Auch von Peter Müller war am 20. Juli 2010 nichts von Röders politischen Aktivitäten bis zum Jahr 1945 zu hören. Selbst heute noch – unter Annegret Kramp-Karrenbauer – tut sich vor allem die saarländische CDU schwer, Röders NS-Vergangenheit anzuerkennen. Woher rührt diese Schönrednerei 73 Jahre nach Kriegsende und nunmehr fast 40 Jahre nach Röders Tod? Und wie konnte man Röders Nähe zum Naziregime überhaupt so lange unter dem Deckel halten? Hat doch die NS-Vergangenheit anderer Politiker – etwa von Kurt Georg Kiesinger, aber auch von Lokalpolitikern wie Hans Filbinger – längst eine kritische Aufarbeitung erfahren. Auf den Webseiten der Konrad-Adenauer-Stiftung etwa, die Dokumente und Kurzbiografien prominenter CDU-Politiker auflistet, sucht man bei Röder – im Gegensatz zu Kiesinger und Filbinger – vergeblich nach einem Hinweis auf eine Verstrickung in das NS-Regime. Stattdessen wird der spätere Ministerpräsident dort dem „resistenten katholischen Milieu“ zugerechnet und behauptet: „Die Versuche politischer Gegner nach dem Krieg, eine NS-Belastung in jenen Jahren nachzuweisen, blieben ohne Ergebnis.“

Tatsächlich trat Röder am 1. August 1933 der NSDAP bei. Er engagierte sich in der Deutschen Front, die für einen Anschluss seiner Heimat, des damals unter der Verwaltung des Völkerbunds stehenden Saargebiets, an das Deutsche Reich kämpfte. Dabei schloss sich Röder auch dem militanten Ordnungsdienst an – einem Auffangbecken für Mitglieder der im Saargebiet verbotenen SS und SA. Nach dem Anschluss des Saargebiets an das Deutsche Reich ergatterte Röder 1937 einen begehrten Posten als Auslandslehrer in Den Haag, brachte es dort immerhin bis zum Zellenleiter der NSDAP und übernahm ab 1940 die Leitung des Deutschen Akademischen Austauschdienstes in den Niederlanden. Seine Aufgabe: die Auswahl studentischer Kollaborateure nach rassischen und ideologischen Gesichtspunkten.
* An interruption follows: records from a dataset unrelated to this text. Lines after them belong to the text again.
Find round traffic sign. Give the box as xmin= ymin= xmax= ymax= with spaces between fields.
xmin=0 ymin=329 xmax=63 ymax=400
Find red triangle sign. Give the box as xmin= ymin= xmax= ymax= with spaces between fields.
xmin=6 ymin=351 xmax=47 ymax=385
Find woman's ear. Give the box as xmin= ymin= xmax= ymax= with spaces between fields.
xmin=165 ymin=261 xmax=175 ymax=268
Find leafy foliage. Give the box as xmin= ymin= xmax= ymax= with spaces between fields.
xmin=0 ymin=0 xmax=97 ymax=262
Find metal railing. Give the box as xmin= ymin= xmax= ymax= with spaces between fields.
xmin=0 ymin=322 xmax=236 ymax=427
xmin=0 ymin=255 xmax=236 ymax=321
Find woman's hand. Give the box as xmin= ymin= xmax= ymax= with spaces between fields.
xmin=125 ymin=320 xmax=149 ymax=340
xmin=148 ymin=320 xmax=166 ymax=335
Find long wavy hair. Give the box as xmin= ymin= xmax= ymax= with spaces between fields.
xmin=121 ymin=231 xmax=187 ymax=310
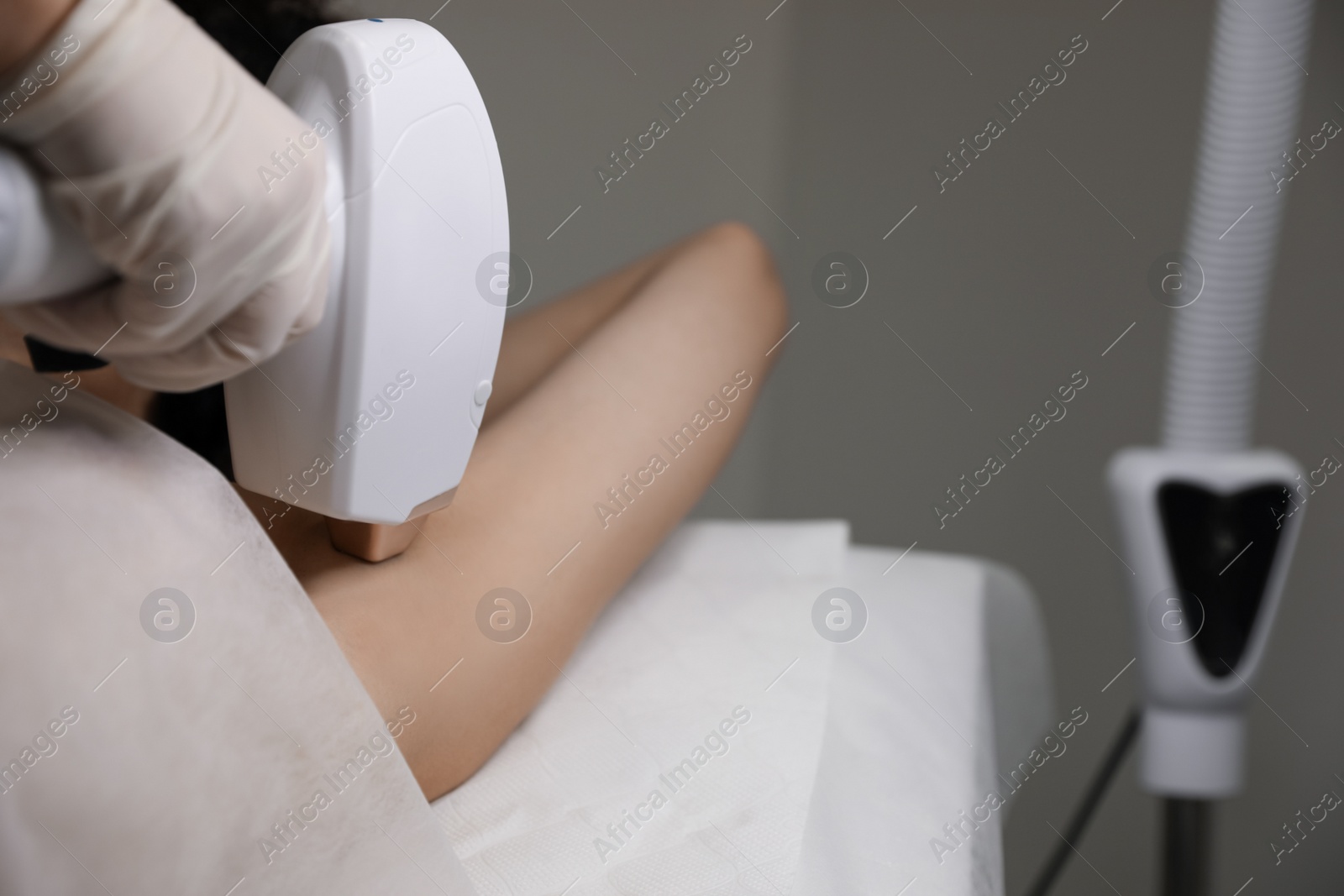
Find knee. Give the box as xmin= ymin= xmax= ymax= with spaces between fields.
xmin=701 ymin=220 xmax=789 ymax=345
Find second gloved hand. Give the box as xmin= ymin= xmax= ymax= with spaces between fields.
xmin=0 ymin=0 xmax=329 ymax=391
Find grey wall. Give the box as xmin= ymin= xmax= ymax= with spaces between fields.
xmin=359 ymin=0 xmax=1344 ymax=896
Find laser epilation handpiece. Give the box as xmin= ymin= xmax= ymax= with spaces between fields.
xmin=1109 ymin=0 xmax=1313 ymax=896
xmin=0 ymin=18 xmax=509 ymax=560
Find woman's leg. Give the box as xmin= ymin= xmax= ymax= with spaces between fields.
xmin=244 ymin=224 xmax=786 ymax=798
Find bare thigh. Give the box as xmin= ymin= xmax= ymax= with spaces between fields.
xmin=250 ymin=224 xmax=786 ymax=798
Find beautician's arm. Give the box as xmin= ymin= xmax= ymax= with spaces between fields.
xmin=244 ymin=224 xmax=788 ymax=799
xmin=0 ymin=224 xmax=786 ymax=799
xmin=0 ymin=0 xmax=76 ymax=76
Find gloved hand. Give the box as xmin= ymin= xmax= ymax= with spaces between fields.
xmin=0 ymin=0 xmax=329 ymax=391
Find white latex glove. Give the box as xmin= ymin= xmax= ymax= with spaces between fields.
xmin=0 ymin=0 xmax=329 ymax=391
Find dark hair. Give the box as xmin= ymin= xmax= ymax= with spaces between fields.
xmin=173 ymin=0 xmax=327 ymax=82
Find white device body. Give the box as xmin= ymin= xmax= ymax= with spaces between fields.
xmin=0 ymin=18 xmax=509 ymax=524
xmin=224 ymin=18 xmax=508 ymax=524
xmin=1107 ymin=448 xmax=1305 ymax=799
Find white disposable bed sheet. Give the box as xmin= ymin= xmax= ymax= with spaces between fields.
xmin=434 ymin=521 xmax=1051 ymax=896
xmin=0 ymin=361 xmax=1050 ymax=896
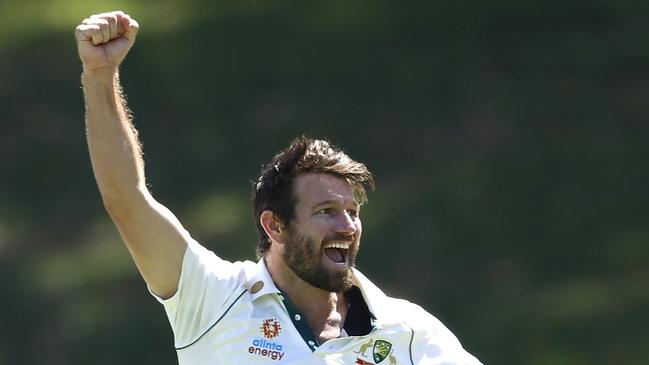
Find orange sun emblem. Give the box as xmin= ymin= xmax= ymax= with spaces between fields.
xmin=261 ymin=318 xmax=282 ymax=339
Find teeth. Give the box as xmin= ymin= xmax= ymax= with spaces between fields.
xmin=325 ymin=242 xmax=350 ymax=250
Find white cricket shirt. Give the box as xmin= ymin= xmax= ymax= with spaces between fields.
xmin=154 ymin=240 xmax=481 ymax=365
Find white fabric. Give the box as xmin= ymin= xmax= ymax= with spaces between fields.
xmin=149 ymin=241 xmax=480 ymax=365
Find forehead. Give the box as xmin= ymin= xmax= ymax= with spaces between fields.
xmin=295 ymin=173 xmax=356 ymax=205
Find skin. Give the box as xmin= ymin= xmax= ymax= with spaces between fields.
xmin=260 ymin=174 xmax=362 ymax=343
xmin=75 ymin=11 xmax=362 ymax=343
xmin=75 ymin=11 xmax=189 ymax=298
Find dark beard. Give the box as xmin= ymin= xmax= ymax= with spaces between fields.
xmin=283 ymin=228 xmax=358 ymax=293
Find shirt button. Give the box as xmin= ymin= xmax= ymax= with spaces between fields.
xmin=250 ymin=280 xmax=264 ymax=294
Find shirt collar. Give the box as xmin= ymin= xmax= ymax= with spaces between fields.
xmin=246 ymin=258 xmax=399 ymax=322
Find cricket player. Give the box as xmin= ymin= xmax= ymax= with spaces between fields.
xmin=75 ymin=11 xmax=480 ymax=365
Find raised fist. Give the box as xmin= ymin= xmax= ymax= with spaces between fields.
xmin=74 ymin=11 xmax=139 ymax=71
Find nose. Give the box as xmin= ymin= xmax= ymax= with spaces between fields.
xmin=335 ymin=211 xmax=356 ymax=236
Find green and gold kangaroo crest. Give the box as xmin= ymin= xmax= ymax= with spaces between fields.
xmin=372 ymin=340 xmax=392 ymax=364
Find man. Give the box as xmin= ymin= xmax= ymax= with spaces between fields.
xmin=76 ymin=11 xmax=480 ymax=365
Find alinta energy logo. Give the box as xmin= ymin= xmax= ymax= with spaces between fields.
xmin=248 ymin=318 xmax=284 ymax=361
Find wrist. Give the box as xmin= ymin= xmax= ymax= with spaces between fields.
xmin=81 ymin=66 xmax=119 ymax=83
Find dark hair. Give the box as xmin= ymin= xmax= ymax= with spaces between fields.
xmin=252 ymin=136 xmax=374 ymax=257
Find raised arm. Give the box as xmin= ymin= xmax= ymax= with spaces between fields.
xmin=75 ymin=11 xmax=190 ymax=298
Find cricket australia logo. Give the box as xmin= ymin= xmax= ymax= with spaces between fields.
xmin=261 ymin=318 xmax=282 ymax=339
xmin=354 ymin=339 xmax=397 ymax=365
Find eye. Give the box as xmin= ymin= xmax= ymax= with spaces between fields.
xmin=316 ymin=208 xmax=333 ymax=215
xmin=347 ymin=209 xmax=358 ymax=218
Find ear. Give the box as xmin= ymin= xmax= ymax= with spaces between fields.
xmin=259 ymin=210 xmax=286 ymax=244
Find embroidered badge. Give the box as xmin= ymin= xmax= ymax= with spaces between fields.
xmin=248 ymin=318 xmax=284 ymax=361
xmin=354 ymin=339 xmax=397 ymax=365
xmin=261 ymin=318 xmax=282 ymax=339
xmin=372 ymin=340 xmax=392 ymax=364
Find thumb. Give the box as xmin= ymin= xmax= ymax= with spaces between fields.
xmin=117 ymin=13 xmax=140 ymax=42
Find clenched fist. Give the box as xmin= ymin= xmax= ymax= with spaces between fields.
xmin=74 ymin=11 xmax=139 ymax=71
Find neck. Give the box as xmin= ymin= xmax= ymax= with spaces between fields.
xmin=264 ymin=254 xmax=349 ymax=343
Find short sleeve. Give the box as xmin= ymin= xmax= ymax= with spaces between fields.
xmin=149 ymin=240 xmax=254 ymax=348
xmin=404 ymin=305 xmax=482 ymax=365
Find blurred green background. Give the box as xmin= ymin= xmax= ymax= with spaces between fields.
xmin=0 ymin=0 xmax=649 ymax=365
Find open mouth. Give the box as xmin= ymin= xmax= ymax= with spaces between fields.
xmin=324 ymin=242 xmax=351 ymax=266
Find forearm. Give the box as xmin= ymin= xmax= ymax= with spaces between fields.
xmin=82 ymin=69 xmax=146 ymax=210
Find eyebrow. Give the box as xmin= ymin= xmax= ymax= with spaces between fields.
xmin=312 ymin=199 xmax=361 ymax=209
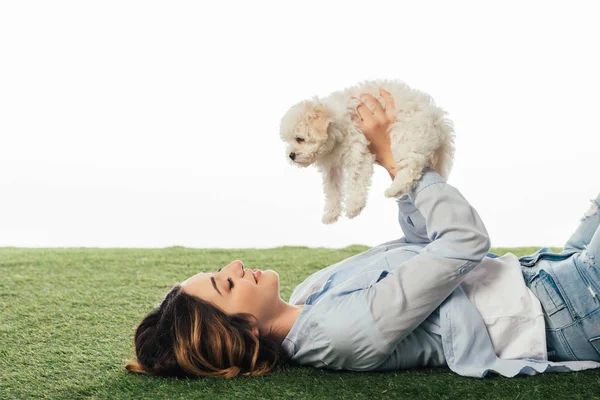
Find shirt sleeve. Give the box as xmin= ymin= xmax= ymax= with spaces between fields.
xmin=364 ymin=171 xmax=490 ymax=348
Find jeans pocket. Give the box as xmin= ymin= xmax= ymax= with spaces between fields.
xmin=590 ymin=336 xmax=600 ymax=356
xmin=530 ymin=270 xmax=566 ymax=317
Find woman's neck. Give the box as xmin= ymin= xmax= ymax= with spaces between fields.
xmin=264 ymin=301 xmax=304 ymax=344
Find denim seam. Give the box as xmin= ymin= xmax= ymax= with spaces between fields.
xmin=546 ymin=271 xmax=581 ymax=321
xmin=556 ymin=328 xmax=579 ymax=361
xmin=546 ymin=308 xmax=600 ymax=332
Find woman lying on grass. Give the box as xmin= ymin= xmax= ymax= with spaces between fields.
xmin=126 ymin=92 xmax=600 ymax=378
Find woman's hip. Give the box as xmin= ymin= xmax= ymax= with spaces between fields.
xmin=523 ymin=253 xmax=600 ymax=361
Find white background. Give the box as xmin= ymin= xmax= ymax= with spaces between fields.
xmin=0 ymin=0 xmax=600 ymax=248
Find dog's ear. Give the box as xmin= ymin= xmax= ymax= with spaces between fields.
xmin=307 ymin=104 xmax=333 ymax=141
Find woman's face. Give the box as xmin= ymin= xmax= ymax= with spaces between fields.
xmin=181 ymin=260 xmax=281 ymax=325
Je mehr man sich mit Röders Vergangenheit auseinandersetzt, umso deutlicher wird: Hier hat sich ein hartnäckiger Geschichtsmythos durchgesetzt, eine Legende, die seit Jahrzehnten von der saarländischen CDU gepflegt und vor allem von einer ganzen Reihe Historiker und Archivare wissenschaftlich flankiert wird.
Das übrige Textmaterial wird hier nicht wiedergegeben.